As President Obama and congressional leaders unveiled the statue of Rosa Parks at the Capitol Wednesday morning, a group of civil rights veterans gathered across the street to discuss the latest voting rights case to come before the Supreme Court.
King was joined by NAACP President Benjamin Jealous and Al Sharpton among others. Inside the court the justices heard arguments from an Alabama county that a key portion of the Voting Rights Act is no longer justified and the time had come for Southern states to be freed from special federal oversight.

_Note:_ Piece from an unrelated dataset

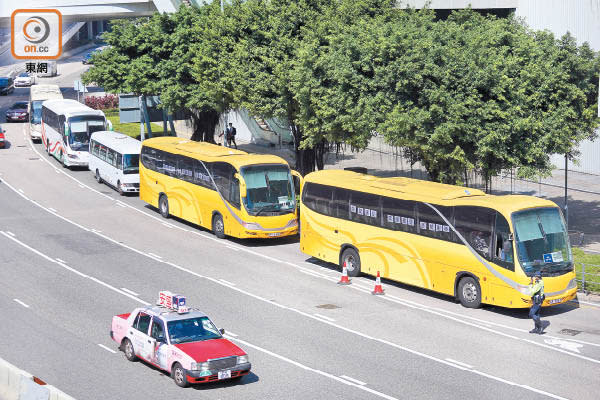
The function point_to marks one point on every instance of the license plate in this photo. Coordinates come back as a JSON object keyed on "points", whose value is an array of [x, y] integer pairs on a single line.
{"points": [[225, 374]]}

Indeed, the court’s conservative justices strongly argued that this key portion of the Voting Rights Act is no longer justified and Congress had little justification for enforcing it.
As reported by The Post’s Robert Barnes, Justice Antonin Scalia was especially skeptical: “The act has come to be seen as a “racial entitlement,” he said. “I am fairly confident it will be reenacted in perpetuity” no matter how much progress the states make in eliminating discrimination.
This view was the clarion call that brought out the old guard of the Civil Rights movement who were more than willing to connect the legacy of Rosa Parka to the Supreme Court case.
“Here we are fighting to defend the Voting Rights Act and the woman who in many ways set the country on fire in the early 1960’s is being honored across the street,” Jealous said.
Judith Brown, co-director of the Advancement Project, was also on the Court’s steps. Brown’s group has fought what they describe as voter suppression laws from Pennsylvania to Florida.
“We are celebrating the life of Rosa Parks and all that she gave to this country to be equal but we know that we are not there yet,” she said.
Rev Lennox Yearwood, President of the Hip Hop Caucus and former member of the duo Run DMC said it is past time to bring Parks beyond a history lesson. “We know from Rosa Parks and that generation that we can’t stop pushing. Section 5 is the keystone for Democracy.”
The public wasn’t allowed to see Parks statue until 2 p.m. One of the first people to arrive was 84-year-old Nia Kuumba, a long time DC activist who participated in marches with Parks and King.
“It means a lot to me,” said Kuumba as she stood from a wheel chair and stood in front of the statue. “Each generation must carry on its mission to social justice. The fight is not over.”